Space Needle History: Thursday at the Needle
Knute Berger, Writer-in-Residence
It's been quite a week at the Space Needle in terms of flight.
On Monday, Aug.1, I went to the press conference where the Needle announced it was going to send a private citizen into space as part of its 50th anniversary celebration. The Needle was born to reflect the aspirations of the Space Age, and is still doing so. I had a chance to meet astronaut Buzz Aldrin, one of the first two men on the Moon. He compared a trip up the Needle to a trip into space: "You get to go up and see something that you haven't seen before." It was Aldrin's first visit and he pronounced the view from the Needle "wonderful."
With Aldrin was a civilian astronaut, Richard Garriott, a computer-game millionaire who has been to the International Space Station. He made this observation about space travel based on his 10-day trip: "Going into space once doesn't satiate the desire." Everyone who has been wants to go back.

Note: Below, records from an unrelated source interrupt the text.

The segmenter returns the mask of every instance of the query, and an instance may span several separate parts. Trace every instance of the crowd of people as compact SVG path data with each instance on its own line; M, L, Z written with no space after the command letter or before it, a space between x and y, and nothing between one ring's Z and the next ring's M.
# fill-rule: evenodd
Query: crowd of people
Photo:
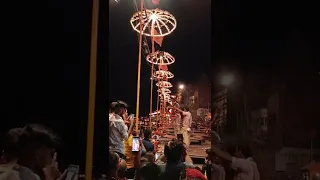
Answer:
M109 114L109 174L108 179L124 180L260 180L257 164L252 159L249 146L224 147L212 143L206 163L202 169L193 164L188 155L192 116L188 108L174 107L175 135L183 139L172 139L164 146L159 157L157 147L150 141L152 131L134 131L133 118L127 116L127 104L117 101L111 104ZM129 128L127 128L129 127ZM138 152L132 151L132 138L139 137Z
M127 107L122 101L111 104L109 157L112 158L109 158L109 179L207 179L201 171L195 169L187 153L187 146L182 141L173 139L165 145L164 154L159 155L157 147L151 142L152 131L144 129L143 133L135 132L133 118L127 116ZM185 130L188 131L187 128ZM142 135L139 137L140 149L134 152L133 137L139 134Z
M176 109L176 133L157 152L151 129L135 130L133 116L127 114L127 104L117 101L109 112L109 166L104 179L113 180L260 180L259 171L249 146L228 146L212 143L207 150L206 164L193 164L188 154L191 113ZM182 119L182 120L181 120ZM180 126L181 124L181 126ZM180 129L181 128L181 129ZM185 141L185 138L189 138ZM133 151L134 139L138 142ZM59 137L47 127L28 124L11 129L6 134L0 163L0 180L64 180L67 171L59 171L57 152ZM78 178L75 178L78 179Z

Today, I'm on the Observation Deck with visitors and we're watching the Navy's Blue Angels jets fly over Seattle, practicing their stunts for Seafair. It's amazing to see them in formation against Mt. Rainier, then fly below eye level behind Capitol and First Hills leaving only a trail of drifting smoke to mark their path before they emerge, rise, then turn over downtown. The Needle is an amazing place to watch them perform.
The Needle has many connections with flight, and two others come to mind as I sit here. On September 15, 1962, the World's Fair had a single-day record attendance of 106,860 visitors. One of the huge draws was another, Blue Angels flying team putting on a show overhead: The Royal Canadian Air Force Golden Hawks. All of this was part of a Canadian military pageant the Canadian Tattoo that drew tens of thousands of people to the fair to watch military bands, bag pipers and Mounties on horseback perform in Memorial Stadium. It was a great show above and below.
Two days later, a jet landed in Seattle carrying trained homing pigeons that were going to be released by a former Playboy Playmate who worked at the fair, Christa Speck (she was hostess at an adult puppet show on Show Street). What was called the World's Fair Unlimited Pigeon Rally would start from the top of the Needle. The idea was that the pigeons would race back home to Minnesota carrying microfilm messages as a way to commemorate the role of carrier pigeons in wartime. In fact at Woodland Park Zoo lived Geronimo, the last surviving WWII pigeon, who was turning 20. The promotion was champagne fueled. Half of the 51 pigeons released were named after local media personalities.
When the pigeons were released on Sept. 20, they surprised the champagne-soaked observers. ""Instead of heading east, the birds circled the Space Needle for a moment and then flew west to disappear over downtown Seattle. 'Back to Pioneer Place' someone quipped."
The Blue Angels seem to have better radar.